Letters to my daughters (April ‘23): ROOT
My darling girls
Last night I was looking through a dusty box of old photos – some familiar faces, some not so. Collectively though, they captured the time. It was easy to sink into nostalgic reverie, as if the snap had come alive and I was there, once again. Photos have a magical power in that way. I lost hours last night, swept back into a past that I often feel out of touch with, in the melee of day-to-day life.
I both love and fear looking back at the past like this. There’s obviously a pleasure in looking at moments that have shaped me, but I often detect a heaviness from looking at photos: the younger girl I see as me is back in the room, uncomfortable in her skin, unsure of her place. Or I witness myself with a group of friends, arms tangled, that I am no longer close to. Or maybe I see my baby in my arms, and yearn for one more breastfeed, one more toddler step, the sound of your baby-babble.
Nostalgia can be painful, however joyous the moment caught on film. Truth is, I have never felt happier or as confident as I do today, with you three at my side. Looking back beyond you reminds me of that. It is both blessing and curse, a happy/sad experience.

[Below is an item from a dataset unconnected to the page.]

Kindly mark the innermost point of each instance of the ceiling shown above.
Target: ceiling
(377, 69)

Your dad has taken a lot of photos throughout his lifetime, and I respect his documentation. He has the most incredible catalogue of his childhood and youth, of his young adulthood, of your childhoods too – every day recorded. And he shares those memories with people, and they are transported too. Classrooms, skate parks, holidays, French exchange visits, parties, first-times, last-times, lovers, friends, acquaintances, festivals, weddings, funerals. Everything and the nothing in between. It’s all there.
We time travel through photos and are reminded of our roots, our beginnings. We can exactly piece together the paths we have taken and the people and places we met along the way – however mundane or ordinary they may have seemed at the time. Not everything seems worthy of documenting. How incredible to have your journey documented from your very first breath!
Before long it will be up to you to continue the story: we won’t be around for the moments you will want to capture; the narrative will become very much yours. (And I don’t mean we’ll be dead, only that you probably won’t want us hanging around with our cameras at the ready…) What will you record of your life? What will you pin down beyond your memory - hard copy, digital, visual, audio, film?
There is real value in returning to moments in our past – so that we can make sense of the present, and even the future. Acknowledging and understanding our roots, however difficult or uncomfortable that can be, is a very real and necessary part of feeling more connected to who we are today.
***
Up until you two, I think I had chosen to keep moving on in life, never letting roots fully establish and take hold. Without a catalogue of photos like your dad’s to remind me, I remember moving from circle to circle – with a handful of friends as constants – finding it hard to settle and find my place.
When I look back over my shoulder at my beginnings, I feel like a different person to the one I see in the photos: I have made choices and moved away from certain ways of thinking and being, rejecting or severing the influence of certain root causes. We all go through change - right? - and it’s one of the few benefits of getting older that our experience guides our next step. Hopefully, each step becomes surer.
As I’ve got older, I’ve also begun to discern which ideas I want to remain loyal to, and which I can leave in the past. We might get blindsided by remaining loyal to our original family (when in fact doing or being something different might serve us better) and fear the cold of being outside the tribe. But age and experience help us to work out what works best, and what to accept as true.
It’s strange to think that your dad and I are creating the roots that you will eventually be loyal to, or maybe want to sever – just as our parents did for us. We are creating the conditions in which your roots may establish and flourish – interconnected, strong, deep. I dearly hope that’s the case.
I suppose that is the relentless question in parenting – are we offering what you need? Are we nourishing you from the root up – and providing you with the established base from which to thrive, every step of the way? Are we giving you appropriate structure and support, whilst providing space to grow and separate, moving independently in your own time – only to establish your own roots elsewhere, on another patch?
I hope that you can enjoy, celebrate and look back with love on your beginnings. I hope they make you proud and that you continue the traditions they provide. I definitely feel conflicted by some of my own roots – and the world I provide for you now is in some part a reaction to that.
But learning to accept where I am from, with its privilege and its associated blindspots, is part of the growth process; running from my origins – uprooting and in constant motion away from that past – has not helped me. I keep bumping into it on the road ahead; ultimately our pasts are inescapable.
It is here – today, with you – that I know I am happiest and most at peace with myself. And in 10 years’ time I hope I’ll be happier and more at peace still. I know which of my roots to continue to nourish and feed, and which I can let waste away. I know what of my past continues to serve me well, and in contrast, what I need to let go.
Age is a beautiful thing, really. Much undervalued. It gives us perspective on our past lives that loosens difficulty and allows us to enjoy those happier moments that have gone before.
Your lives are just beginning, my sweet girls. You have so much to look forward, so much to navigate and chart. I wonder what of your origins you will take with you as you move forward in your life. I wonder what photos we will look back on together with a smile.